Speaking of retail, there’s a great way to use 4K as the new window display. To maximize the effect, large screens would be required. Consider this: Don’t most things purchased at mass retail – clothes, home goods, gadgets – look better onscreen? When retailers embrace the use of 4K screens facing outward, they bring consumers into the experience. Wouldn’t you love to see how clothes fit on a person rather than a mannequin, or view how a gadget works versus staring at a picture of it on a box? And, of course, 4K screens with the weekly flyer would look more impressive than prints pinned to a bulletin board.

Another promising function for 4K is in P-O-S displays. This is also a cheaper investment because the screen size would be smaller. Point-of-sale is about impulse purchases, last-minute upsells, and add-ons.
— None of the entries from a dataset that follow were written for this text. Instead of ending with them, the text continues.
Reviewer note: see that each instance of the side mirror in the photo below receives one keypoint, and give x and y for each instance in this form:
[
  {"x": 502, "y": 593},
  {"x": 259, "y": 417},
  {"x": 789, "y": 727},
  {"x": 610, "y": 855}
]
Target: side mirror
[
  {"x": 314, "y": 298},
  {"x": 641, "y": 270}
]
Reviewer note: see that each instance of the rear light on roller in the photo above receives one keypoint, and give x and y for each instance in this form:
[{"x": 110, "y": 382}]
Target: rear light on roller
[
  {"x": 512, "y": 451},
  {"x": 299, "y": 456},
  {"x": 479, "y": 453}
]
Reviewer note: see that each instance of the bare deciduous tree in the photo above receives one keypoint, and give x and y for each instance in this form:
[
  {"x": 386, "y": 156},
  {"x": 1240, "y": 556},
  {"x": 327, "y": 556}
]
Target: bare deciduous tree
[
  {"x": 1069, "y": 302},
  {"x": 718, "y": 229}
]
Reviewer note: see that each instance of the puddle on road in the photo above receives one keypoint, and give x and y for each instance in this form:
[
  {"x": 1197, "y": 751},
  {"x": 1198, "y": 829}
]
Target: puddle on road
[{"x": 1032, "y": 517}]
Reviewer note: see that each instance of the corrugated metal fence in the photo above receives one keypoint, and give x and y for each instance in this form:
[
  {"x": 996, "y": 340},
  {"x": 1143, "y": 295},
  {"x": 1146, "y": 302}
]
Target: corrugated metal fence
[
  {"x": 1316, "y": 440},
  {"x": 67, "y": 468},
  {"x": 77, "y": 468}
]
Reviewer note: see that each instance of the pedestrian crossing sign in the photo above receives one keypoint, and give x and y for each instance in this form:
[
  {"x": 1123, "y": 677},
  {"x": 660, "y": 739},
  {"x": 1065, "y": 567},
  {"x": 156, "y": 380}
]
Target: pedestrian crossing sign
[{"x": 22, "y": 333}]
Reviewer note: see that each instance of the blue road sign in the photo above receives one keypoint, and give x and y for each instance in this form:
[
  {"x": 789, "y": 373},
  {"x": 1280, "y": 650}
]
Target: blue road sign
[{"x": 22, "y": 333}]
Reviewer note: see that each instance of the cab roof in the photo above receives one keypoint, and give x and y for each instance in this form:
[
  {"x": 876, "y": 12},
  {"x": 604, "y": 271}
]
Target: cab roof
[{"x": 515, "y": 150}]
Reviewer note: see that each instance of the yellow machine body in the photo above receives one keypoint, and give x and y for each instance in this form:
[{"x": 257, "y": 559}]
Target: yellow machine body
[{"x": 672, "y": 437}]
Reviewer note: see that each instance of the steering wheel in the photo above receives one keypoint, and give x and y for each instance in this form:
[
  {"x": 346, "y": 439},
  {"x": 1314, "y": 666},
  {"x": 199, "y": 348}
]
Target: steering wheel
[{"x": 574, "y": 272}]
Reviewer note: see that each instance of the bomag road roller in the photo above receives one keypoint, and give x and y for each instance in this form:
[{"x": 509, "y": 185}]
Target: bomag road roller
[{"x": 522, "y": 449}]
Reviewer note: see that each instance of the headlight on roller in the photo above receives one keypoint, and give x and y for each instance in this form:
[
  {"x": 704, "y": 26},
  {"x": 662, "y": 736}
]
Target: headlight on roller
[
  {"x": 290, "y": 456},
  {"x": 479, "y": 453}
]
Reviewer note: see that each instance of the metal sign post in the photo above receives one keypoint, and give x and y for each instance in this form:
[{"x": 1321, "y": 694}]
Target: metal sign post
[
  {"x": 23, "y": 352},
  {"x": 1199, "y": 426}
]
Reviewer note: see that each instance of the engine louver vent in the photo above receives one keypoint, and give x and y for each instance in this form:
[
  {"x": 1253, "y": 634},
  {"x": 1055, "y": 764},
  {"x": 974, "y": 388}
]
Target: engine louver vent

Crisp, sharp images that hold a customer’s attention as she stands in line could persuade her to add a candy bar at the convenience store. Users would easily be able to test its success by looking at trends of sales based on items promoted.

Finally, 4K seems to match perfectly with video walls and could be an area where the screens are being used the most. Video walls can almost become art with a great emphasis already on beautiful imagery. It’s much harder to determine real ROI from the use of 4K screens versus HD in a video wall. But if it’s simply about going big, then 4K certainly creates that experience.

But 4K does not enhance every dynamic signage display. If screens are to be viewed at a distance of 10 feet or more, stick with HD. The image crispness won’t be recognizable by the human eye. It also won’t improve displays that are not consumer related but more informational.

Is 4K Worth It?
We live in a world of sensory overload. Signage is everywhere we look as soon as we step out our doors. To grab our attention, it helps to be the biggest and the brightest. After looking at some possible applications, a good case can be made that 4K could significantly improve dynamic signage displays. However, 4K isn’t some magic screen that will elevate bad content or poor strategy.

4K is probably not the best place to look for those just starting out in dynamic signage. Still, for veterans looking to present the next big thing to clients and remain competitive, it’s a trend worth following. Study the process of putting together a full turnkey system from hardware to screens to content. Start with a project that makes sense and an end user who is willing to invest in the consumer experience. 4K isn’t ready for full scale and may never be needed in a large percentage of dynamic signage, but when you do experience it, whether as provider or consumer, it won’t be so easy to look away.


“There’s a great way to use 4K as the new retail window display. Don’t most things purchased at mass retail – clothes, home goods, gadgets – look better onscreen? When retailers embrace the use of 4K screens facing outward, they bring consumers into the experience. Wouldn’t you love to see how clothes fit on a person rather than a mannequin, or view how a gadget works versus staring at a picture of it on a box?”